As end buyers increase their interest and the number of local food growers increases, playing an increasing role are companies in the middle, like J&J Distributing in St. Paul. On any given day, there are cartons of fruits and vegetables waiting delivery to clients that include big chains like Cub and Walmart, but also some of the food co-ops in the Twin Cities.
Distributors like J&J compete with retailers like Lunds & Byerly's in buying direct from farmers, but they can smooth out bumps in the system and take up unexpected changes in supply and demand.
Kevin Hannigan, executive vice president of sales and marketing for the company showed a visitor his 110,000-square-foot warehouse recently, opening a carton of apples and noting, "Sweet Sixteen apples grown in Fairhaven, Minn. They should be sold by now."
Hannigan might have 100 different local products, representing 20 percent of J&J's volume. He says Minnesota growers might get a slightly better price on apples but it may not be enough.

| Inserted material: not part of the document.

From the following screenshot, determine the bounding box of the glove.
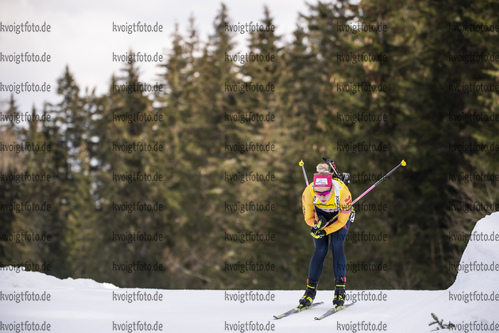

"Local producers appear to get a premium usually," he said. "But for the amount they produce and the work that goes into it, it's not that great of a premium. I don't think that prices have been pushed down by an oversupply of local product recently by any means."
Minnesota saw a longer growing season this year, resulting in more produce.
Minnesota green bell peppers were still available in November, Hannigan said, "but we had a difficult time finding a customer for those peppers even though they were cheaper than, equal to in quality and appearance (compared to peppers from Florida, California or Mexico.) And that's the thing when local is supposed to be done, then the big retailers will turn off the light switch and it's over."
Watching it all for some 25 years has been farmer Gary Pahl. He once sold produce direct from the back of a semi-truck at his farm in Apple Valley. Now surrounded by townhomes, he's still growing and selling and operating in a more complicated system.
In the winter, Pahl sells holiday decorations from his family's market in Apple Valley. But during the summer and fall, vegetable wholesale selling is important. A fifth generation farmer, Pahl grows green beans, corn, squash and pumpkins.
Customers are demanding in the stores what they see outside at the increasing number of farmers' markets, he said, and he's often asked how to sell direct to retailers.
He tells them "they have to market their product before they put it in the field.
"A lot of people make the mistake of not marketing their product year round. I'm in touch with our customers just about on a daily basis and in the winter time on a weekly basis ... on what our plans are, what their needs are, what we can do to you know better serve our customers."
He says in a good growing season it's up to the grower to try to figure out how to be competitive.